Era mucho más débil que yo. La abracé con fuerza, rodeé sus brazos con mis brazos y su cuerpo con el mío, abrí con mis labios sus labios y ella se dejó hacer. Seguí intentando que comprendiera que mi amor era verdadero, lo más verdadero que había sentido nunca. Confía en mí, le repetía sin parar; y ella confió, y nos tumbamos sobre el suelo reseco, todavía caliente, sin hacer caso de los cardos amarillos. Y por más que lo intento no puedo recordar nada bueno de entonces, sólo que cuando todo acabó me sentí vacío, y que ella ni por un momento dejó de negar que me quisiera. Y que yo no la creí, y que quise obligarle a que reconociera la verdad, y que pasó mucho tiempo y anocheció del todo, y transcurrieron casi todas las horas de aquella noche tan corta. Y ella me miraba con los ojos llenos de lágrimas. Hasta que por fin me di por vencido, me levanté y la abandoné allí, tendida en el suelo, y la insulté con toda la rabia del mundo contenida en mis palabras. Y mientras me iba todavía me miraba con los ojos llenos de lágrimas.
No he dejado de recordarla durante todo este tiempo. El miedo reflejado en su cara, la tristeza de su última mirada. Su cuerpo inmóvil bajo la luz del amanecer. Mi dolor, su incredulidad, mi vacío.

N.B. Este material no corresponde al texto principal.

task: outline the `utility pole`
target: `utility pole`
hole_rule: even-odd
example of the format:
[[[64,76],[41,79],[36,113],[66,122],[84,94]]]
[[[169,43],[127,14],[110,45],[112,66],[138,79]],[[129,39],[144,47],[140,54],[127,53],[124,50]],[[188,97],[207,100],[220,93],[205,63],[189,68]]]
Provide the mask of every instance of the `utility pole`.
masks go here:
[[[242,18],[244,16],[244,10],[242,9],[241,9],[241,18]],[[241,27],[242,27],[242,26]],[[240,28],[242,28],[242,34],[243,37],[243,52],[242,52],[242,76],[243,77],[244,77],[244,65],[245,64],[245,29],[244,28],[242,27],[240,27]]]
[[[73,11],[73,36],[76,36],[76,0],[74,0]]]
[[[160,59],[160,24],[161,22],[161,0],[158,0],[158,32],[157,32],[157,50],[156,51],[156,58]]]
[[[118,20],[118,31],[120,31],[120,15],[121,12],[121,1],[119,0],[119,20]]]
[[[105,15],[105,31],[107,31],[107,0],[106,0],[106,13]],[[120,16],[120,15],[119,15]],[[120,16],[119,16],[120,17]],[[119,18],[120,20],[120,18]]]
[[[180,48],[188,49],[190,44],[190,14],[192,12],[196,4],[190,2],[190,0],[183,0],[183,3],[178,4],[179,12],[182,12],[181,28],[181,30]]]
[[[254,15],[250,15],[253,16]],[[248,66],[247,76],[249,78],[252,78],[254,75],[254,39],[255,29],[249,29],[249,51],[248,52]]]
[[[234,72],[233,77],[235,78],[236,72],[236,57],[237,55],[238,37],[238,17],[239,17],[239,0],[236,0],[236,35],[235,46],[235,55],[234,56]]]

Y justamente esta mañana, en la hoja de periódico que envolvía mi bocadillo, inesperadamente he vuelto a encontrarla. Una hoja vieja y arrugada, a punto de deshacerse, pero milagrosamente capaz de devolvérmela de nuevo. Sin duda, era ella. Parecía mucho más joven, infinitamente más alegre. Su fotografía, su cara pequeña, sus ojos todavía soñadores aunque ya algo cansados. Ella, mi amor verdadero, en la que no he dejado de pensar una sola mañana al despertarme, ni una sola noche antes de dormirme. El mejor recuerdo de mi vida, el único que merece ser llamado recuerdo. Está muerta desde hace mucho tiempo. Hoy lo he sabido con certeza gracias a la hoja de periódico. Pero en el fondo, yo sé que la intuía muerta desde entonces, desde aquella noche lejana en que abandoné su cuerpo tembloroso; mientras me miraba, incrédula, con los ojos llenos de lágrimas.